Vladimir Putin’s having a hell of a summer. Before writing the most talked-about New York Times op-ed in months, he embarrassed his chief rival, the United States, by harboring its most high-profile dissident, Edward Snowden. He then came out ahead on negotiations over what to do about Syria’s chemical weapons attack that killed 1,400 people. The general consensus is that Putin and Russia are winning.
But what, exactly, are they winning? Russia’s prize for conquering the summer isn’t power — it’s constriction. In defending Assad, harboring Snowden, and preparing for the Sochi Olympics, Putin is actually just inviting more complications. This has been a summer of shallow wins for Putin as he puts his ego and personal quest for international legitimacy over his country’s best interests.
On Syria, it’s certainly true that Putin has made Barack Obama look bad. Russia has taken the lead on negotiations, minimized America’s military motivation, and undermined Obama’s foreign policy standing. All that’s great if you’re looking at it through the lens of a power ranking of the global elite. After all, I firmly believe that nobody has consolidated more power than Vladimir Putin.
But what does it mean for Russia? After Moscow’s maneuvering, Russia is now left with Bashar al-Assad, a leader as entrenched as he is weak. Russia is more firmly attached to a regime consistently committing war crimes and considered a rogue dictatorship by all advanced democracies on the planet. Even if Russia’s support leads Assad to give Russia a footprint in Syria, Assad is not the guy you want to double down on. Russia has won, sure, but it has won what few other countries want — more Assad.

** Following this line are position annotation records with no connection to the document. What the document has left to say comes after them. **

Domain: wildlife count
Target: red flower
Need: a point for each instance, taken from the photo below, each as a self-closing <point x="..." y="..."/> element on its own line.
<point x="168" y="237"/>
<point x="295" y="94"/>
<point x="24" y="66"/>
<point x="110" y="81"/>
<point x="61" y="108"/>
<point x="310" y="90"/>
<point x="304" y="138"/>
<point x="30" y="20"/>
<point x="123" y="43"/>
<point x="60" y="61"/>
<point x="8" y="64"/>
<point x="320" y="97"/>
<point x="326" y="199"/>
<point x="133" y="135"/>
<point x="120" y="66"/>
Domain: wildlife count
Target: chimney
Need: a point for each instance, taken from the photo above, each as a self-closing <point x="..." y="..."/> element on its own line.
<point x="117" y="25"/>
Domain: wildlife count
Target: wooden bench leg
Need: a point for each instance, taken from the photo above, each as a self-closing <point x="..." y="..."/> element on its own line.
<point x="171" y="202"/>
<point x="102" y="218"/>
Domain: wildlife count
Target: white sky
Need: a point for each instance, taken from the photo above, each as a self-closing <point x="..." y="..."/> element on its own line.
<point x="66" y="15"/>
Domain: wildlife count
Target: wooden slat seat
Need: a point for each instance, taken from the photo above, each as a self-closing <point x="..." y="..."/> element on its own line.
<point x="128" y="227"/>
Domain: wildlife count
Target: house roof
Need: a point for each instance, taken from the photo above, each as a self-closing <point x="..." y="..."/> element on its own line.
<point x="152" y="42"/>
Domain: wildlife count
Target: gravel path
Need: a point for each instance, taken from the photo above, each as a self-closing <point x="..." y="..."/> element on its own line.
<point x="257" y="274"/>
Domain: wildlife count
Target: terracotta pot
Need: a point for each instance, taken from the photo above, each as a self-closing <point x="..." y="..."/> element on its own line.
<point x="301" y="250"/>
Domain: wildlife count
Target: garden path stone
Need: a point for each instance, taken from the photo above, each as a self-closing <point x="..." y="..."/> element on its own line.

It’s also won more Snowden. Again, Russia’s taunting of the U.S. after it chose to grant the former NSA contractor asylum was seen as a big win for Putin. But what has it gotten in return? Severely strained ties with the biggest economy in the world (though not so strained that America wouldn’t negotiate on Syria out of spite), and a dissident who likely didn’t have any new information to share with them that won’t eventually go public. There’s a reason the Cubans, Venezuelans, and Ecuadorians didn’t want Snowden. But the Russians, through botched diplomacy and their own sense of swagger, stood by him. Now they’re stuck with him. If Snowden is in fact a prize, the Chinese played their hand best in this scenario. They harbored Snowden long enough to possibly gain access to all of the valuable information he carried, but then let him jet to Moscow — leaving Russia holding the bag.